The kind of 'lucky' that occurs at the intersection of Preparation and Opportunity.
Morris brought physicality to training camp and seized the opportunity to start. Over the next 16 games, he compiled the best single-season rushing performance in franchise history.
"Each game, he's gotten better. That's rare," offensive coordinator Kyle Shanahan said before the team's Wild Card game. "It's a long year, especially for a rookie, and he's never hit that wall. The guy doesn't seem to get too sore, either. He's always in practice as soon as we go on Wednesday – takes every rep.
"We make fun of him because he won't ever go walkthrough tempo either. He's always full-speed. We can't get him to slow down. He's always fresh and he's very fun to coach."

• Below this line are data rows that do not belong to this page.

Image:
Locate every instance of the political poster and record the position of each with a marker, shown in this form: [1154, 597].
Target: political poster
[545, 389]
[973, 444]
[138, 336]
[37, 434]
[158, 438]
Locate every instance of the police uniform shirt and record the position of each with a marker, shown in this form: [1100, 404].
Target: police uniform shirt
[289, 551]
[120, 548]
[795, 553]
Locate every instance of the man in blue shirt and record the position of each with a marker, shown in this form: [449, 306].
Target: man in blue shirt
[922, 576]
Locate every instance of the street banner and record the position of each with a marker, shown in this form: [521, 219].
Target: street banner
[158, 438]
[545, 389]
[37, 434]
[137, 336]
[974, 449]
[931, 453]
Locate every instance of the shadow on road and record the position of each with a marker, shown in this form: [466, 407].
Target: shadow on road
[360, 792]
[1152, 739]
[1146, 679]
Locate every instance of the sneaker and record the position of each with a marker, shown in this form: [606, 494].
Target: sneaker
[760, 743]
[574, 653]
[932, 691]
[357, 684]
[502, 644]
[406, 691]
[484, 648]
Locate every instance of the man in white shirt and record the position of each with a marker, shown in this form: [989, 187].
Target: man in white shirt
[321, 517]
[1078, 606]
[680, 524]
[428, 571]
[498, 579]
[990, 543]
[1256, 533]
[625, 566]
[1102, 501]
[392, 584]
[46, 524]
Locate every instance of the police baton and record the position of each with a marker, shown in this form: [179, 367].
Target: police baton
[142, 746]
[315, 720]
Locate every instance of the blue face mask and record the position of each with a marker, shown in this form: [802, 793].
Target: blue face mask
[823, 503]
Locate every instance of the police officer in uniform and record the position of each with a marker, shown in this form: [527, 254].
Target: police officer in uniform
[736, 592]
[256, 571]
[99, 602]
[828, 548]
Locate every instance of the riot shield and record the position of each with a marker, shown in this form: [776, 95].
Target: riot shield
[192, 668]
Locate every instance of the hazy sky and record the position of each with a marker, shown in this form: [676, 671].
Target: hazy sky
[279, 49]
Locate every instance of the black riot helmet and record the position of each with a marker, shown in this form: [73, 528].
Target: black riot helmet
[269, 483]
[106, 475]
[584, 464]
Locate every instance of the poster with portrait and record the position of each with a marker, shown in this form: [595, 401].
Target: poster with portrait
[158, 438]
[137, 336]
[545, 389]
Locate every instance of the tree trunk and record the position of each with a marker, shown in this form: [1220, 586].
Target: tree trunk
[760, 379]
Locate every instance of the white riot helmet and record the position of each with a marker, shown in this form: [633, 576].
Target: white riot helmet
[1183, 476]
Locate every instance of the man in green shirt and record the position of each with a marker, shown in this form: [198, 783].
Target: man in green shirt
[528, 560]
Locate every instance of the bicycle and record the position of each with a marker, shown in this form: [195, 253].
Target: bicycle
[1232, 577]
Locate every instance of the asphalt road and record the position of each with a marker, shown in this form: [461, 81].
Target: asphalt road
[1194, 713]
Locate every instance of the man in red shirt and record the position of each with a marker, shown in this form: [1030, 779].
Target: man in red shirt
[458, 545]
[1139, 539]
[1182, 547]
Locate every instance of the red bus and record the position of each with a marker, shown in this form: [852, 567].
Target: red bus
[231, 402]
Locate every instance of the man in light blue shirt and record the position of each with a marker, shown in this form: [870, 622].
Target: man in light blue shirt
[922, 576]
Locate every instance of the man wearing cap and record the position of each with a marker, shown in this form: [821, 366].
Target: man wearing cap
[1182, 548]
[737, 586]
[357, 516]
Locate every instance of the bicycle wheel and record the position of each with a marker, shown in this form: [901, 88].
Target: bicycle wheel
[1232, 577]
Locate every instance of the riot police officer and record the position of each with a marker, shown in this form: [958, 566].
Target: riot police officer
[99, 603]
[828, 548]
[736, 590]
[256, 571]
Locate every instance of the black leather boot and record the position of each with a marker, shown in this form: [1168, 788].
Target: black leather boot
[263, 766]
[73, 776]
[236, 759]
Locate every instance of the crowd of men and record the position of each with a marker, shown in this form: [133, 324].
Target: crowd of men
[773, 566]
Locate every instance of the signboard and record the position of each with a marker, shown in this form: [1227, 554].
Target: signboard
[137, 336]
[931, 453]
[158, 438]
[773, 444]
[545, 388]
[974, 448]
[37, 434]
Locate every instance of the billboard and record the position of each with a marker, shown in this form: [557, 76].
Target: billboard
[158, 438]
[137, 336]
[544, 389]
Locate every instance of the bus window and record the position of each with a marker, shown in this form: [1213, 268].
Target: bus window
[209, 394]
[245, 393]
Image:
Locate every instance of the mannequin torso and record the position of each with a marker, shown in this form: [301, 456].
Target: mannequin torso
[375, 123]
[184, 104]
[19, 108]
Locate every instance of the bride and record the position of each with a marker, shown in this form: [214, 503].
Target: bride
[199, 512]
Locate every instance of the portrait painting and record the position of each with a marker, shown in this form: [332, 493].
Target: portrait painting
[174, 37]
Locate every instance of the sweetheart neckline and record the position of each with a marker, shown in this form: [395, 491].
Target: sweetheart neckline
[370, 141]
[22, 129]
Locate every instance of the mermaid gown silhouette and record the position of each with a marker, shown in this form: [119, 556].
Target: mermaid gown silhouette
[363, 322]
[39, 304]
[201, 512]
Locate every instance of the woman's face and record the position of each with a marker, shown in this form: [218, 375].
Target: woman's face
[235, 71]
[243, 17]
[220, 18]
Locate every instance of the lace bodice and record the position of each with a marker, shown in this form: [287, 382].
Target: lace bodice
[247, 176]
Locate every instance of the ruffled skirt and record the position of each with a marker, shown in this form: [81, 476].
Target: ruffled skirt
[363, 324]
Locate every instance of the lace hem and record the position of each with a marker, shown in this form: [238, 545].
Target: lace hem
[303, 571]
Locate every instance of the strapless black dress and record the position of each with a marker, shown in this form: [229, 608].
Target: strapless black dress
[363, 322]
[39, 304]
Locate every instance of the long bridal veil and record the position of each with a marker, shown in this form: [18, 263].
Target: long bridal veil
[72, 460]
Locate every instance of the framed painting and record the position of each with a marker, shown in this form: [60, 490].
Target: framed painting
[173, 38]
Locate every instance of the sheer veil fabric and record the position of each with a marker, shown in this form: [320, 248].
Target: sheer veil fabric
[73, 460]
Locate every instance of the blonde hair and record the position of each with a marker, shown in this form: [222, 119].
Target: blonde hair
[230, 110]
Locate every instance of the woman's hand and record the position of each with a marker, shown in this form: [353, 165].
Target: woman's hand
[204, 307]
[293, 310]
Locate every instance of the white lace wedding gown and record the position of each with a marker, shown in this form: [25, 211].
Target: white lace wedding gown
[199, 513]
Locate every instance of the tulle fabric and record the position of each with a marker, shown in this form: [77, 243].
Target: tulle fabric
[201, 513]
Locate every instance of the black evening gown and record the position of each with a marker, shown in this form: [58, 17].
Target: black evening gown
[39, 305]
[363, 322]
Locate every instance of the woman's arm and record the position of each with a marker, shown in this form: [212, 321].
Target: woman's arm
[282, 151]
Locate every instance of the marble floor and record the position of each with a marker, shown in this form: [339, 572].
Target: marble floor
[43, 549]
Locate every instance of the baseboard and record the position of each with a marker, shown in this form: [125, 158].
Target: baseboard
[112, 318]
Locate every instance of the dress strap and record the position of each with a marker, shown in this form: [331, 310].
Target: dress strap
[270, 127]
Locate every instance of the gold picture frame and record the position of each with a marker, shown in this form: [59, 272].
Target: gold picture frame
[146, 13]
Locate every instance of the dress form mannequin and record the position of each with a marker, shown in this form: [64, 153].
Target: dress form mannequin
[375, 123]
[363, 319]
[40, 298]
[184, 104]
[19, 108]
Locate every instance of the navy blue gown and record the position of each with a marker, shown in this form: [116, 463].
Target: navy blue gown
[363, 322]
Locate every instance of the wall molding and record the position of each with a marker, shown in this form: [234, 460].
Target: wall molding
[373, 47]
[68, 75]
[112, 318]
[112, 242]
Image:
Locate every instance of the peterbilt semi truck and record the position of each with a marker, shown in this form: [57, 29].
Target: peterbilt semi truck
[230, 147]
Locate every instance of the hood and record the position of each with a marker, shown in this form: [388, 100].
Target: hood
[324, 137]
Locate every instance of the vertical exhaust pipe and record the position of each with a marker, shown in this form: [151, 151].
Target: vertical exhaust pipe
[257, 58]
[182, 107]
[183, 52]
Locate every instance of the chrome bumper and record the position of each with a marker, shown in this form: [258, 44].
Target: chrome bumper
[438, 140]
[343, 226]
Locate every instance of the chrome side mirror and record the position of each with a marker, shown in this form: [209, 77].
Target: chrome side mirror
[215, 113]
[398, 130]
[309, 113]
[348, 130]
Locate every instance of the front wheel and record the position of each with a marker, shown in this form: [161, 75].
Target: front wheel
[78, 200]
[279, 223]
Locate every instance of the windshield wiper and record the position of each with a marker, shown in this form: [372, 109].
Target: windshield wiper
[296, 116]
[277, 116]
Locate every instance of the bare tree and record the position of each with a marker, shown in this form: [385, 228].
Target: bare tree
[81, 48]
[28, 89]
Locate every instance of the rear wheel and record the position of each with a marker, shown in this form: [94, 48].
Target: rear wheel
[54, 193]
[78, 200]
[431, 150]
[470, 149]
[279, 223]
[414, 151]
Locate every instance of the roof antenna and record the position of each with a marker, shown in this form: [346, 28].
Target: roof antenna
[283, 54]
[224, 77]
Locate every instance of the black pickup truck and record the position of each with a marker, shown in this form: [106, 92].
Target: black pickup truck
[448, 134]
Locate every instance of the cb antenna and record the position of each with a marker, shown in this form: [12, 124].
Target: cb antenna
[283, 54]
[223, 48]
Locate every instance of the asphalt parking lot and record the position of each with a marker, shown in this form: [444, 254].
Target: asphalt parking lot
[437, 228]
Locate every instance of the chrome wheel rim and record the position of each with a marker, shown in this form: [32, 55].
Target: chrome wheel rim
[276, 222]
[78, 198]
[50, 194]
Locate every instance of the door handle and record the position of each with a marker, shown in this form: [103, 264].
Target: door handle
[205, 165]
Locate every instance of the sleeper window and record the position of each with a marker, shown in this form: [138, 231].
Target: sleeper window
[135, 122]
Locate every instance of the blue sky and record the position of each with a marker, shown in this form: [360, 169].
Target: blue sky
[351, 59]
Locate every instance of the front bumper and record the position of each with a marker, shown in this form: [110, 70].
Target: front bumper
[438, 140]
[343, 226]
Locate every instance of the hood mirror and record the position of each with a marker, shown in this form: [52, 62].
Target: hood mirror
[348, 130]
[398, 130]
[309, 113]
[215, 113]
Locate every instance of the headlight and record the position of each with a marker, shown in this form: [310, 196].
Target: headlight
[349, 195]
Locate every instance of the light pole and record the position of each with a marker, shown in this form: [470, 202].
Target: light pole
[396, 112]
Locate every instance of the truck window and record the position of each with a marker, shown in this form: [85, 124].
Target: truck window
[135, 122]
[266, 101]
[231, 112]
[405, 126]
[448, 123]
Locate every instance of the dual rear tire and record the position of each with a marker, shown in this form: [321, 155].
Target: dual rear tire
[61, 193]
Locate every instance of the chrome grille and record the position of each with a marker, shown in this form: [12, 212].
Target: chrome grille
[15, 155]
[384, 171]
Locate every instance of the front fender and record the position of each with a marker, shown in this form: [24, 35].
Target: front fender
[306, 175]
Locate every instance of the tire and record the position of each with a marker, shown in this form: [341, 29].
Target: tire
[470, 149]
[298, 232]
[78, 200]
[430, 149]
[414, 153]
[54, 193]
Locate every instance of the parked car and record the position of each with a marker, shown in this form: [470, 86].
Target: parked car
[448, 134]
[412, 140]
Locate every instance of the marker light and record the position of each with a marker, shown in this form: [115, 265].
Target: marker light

Given the well-documented success that Mike Shanahan and Bobby Turner have had with late-round backs, it isn't surprising to see Alfred Morris (sixth round, 173rd overall) have success.
In his 19 seasons as an NFL head coach, Shanahan has had a 1,000-yard back in 12 seasons, including an impressive 11-of-14 in Denver.
Those 11 seasons were divided between six running backs, of whom only two (Clinton Portis, Tatum Bell) were drafted before the fourth round.
In order to keep pressure off of Morris during the season, Shanahan refused to draw comparisons to his former players.
In an exclusive interview with Redskins.comTV after the season, Shanahan revealed that Morris compares favorably to another former sixth-rounder.
"[Morris] really is [a one-of-a-kind]. He's made of the right stuff," Shanahan said. "The closest guy is Terrell Davis; [he's] a lot like Alfred. So much charisma and just handles himself the right way in all situations.
"He's so productive and so professional and you know he'll be ready to go every year."
For his part, Alfred Morris doesn't want to be just another name on the long list of 1,000-yard backs that have played for Mike Shanahan. If he can help it, he will be the long-term answer at running back.
"In knowing Coach [Mike] Shanahan's history, I knew my first goal coming in was to make the team," Morris said. "They do a great job of finding great backs to fit their scheme. Not every running back can fit into a zone offense and be successful.
"I know they're going to make me a better back. I'm all in to what they want to do."